Certes, une des pires sécheresses sévit actuellement dans les principaux États américains producteurs de maïs et de soja, et la météo fait craindre une chute de rendement en Russie et en Ukraine. Mais dans une organisation sociale normalement constituée, où la vie humaine compterait, on chercherait à faire face à ces catastrophes climatiques en mettant en commun ce que l'on a, en répartissant les stocks, en organisant la distribution rationnellement, en anticipant.
C'est l'inverse qui se passe ! Dans ce système capitaliste, affamer des millions d'êtres humains peut rapporter gros. La sécheresse fait et fera le malheur de millions de personnes mais elle fait le bonheur des spéculateurs. Les récoltes seront moindres ? Bonne nouvelle pour les spéculateurs qui vont pouvoir parier à la hausse ! Les stocks de céréales diminuent ? C'est l'occasion pour les spéculateurs de les racheter et de faire monter les enchères.

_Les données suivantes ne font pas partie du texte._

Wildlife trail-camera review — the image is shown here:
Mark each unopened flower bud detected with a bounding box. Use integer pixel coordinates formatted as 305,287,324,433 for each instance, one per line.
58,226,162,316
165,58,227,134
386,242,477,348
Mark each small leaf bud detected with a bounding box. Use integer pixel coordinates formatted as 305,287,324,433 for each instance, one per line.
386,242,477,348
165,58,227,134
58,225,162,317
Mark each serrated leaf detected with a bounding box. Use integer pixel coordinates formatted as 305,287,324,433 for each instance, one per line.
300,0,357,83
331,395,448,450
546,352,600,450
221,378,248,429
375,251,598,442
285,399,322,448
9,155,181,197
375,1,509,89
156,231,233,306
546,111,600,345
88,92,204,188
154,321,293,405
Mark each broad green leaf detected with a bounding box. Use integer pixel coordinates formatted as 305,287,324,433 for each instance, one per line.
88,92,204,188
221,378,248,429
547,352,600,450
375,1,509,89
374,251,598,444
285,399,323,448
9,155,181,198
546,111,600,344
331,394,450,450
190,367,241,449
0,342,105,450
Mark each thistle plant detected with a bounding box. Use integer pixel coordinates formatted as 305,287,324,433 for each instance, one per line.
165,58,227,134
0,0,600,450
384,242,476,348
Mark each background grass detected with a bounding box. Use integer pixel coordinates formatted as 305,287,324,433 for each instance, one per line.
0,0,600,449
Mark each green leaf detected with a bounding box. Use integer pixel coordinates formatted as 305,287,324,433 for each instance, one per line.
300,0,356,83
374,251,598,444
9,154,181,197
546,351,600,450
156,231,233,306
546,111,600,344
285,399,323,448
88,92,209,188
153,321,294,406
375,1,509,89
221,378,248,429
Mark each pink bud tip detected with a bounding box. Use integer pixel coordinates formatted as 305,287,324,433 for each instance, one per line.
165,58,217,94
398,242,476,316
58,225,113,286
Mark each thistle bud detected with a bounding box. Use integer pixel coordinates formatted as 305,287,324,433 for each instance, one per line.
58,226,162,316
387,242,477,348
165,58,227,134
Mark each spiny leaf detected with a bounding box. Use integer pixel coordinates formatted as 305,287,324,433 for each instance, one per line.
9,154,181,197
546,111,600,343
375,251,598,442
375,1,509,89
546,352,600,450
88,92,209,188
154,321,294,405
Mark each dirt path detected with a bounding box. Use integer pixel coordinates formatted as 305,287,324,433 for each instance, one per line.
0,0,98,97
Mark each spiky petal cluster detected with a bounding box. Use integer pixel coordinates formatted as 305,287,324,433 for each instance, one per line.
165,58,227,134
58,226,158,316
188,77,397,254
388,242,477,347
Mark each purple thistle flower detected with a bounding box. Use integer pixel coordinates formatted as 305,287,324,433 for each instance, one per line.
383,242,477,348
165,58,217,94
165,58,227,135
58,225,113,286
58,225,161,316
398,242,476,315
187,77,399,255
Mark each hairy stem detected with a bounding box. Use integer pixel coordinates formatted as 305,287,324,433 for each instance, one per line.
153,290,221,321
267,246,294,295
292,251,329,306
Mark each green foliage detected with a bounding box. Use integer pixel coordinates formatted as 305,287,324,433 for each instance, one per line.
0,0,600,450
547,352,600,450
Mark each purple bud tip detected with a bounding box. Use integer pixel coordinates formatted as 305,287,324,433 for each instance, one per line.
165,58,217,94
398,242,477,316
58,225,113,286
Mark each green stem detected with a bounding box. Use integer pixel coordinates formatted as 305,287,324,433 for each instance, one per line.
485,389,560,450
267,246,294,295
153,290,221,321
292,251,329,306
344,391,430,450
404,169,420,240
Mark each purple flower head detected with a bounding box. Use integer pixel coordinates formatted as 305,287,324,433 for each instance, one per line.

C'est même une occasion en or puisque, si l'on en croit une étude de la Deutsche Bank, le maïs a offert, à égalité avec l'or, le meilleur rendement des actifs financiers sur ces cinq dernières années. Quoi d'étonnant à ce qu'aujourd'hui 85 % des achats de céréales soient des achats spéculatifs !
Les financiers qui ne trouvent plus leur compte en spéculant sur l'immobilier, sur les valeurs d'Internet ou sur les actions se sont jetés sur le marché des matières premières. Le maïs, le blé et le soja sont pour eux des « actifs financiers » comme les autres, sur lesquels ils misent sans retenue, quand bien même ils affament les millions de personnes pour qui c'est le pain quotidien.
Le capitalisme transforme tout en actif financier, en spéculation, en profit. Face à ce fonctionnement aveugle de l'économie, la vie humaine ne vaut rien. Remettre les hommes, leur vie, le progrès social au coeur de la société, c'est se débarrasser du capitalisme et refonder une économie organisée collectivement, non pas pour rapporter du profit à une minorité toujours plus riche mais pour répondre aux besoins et aux aspirations de tous.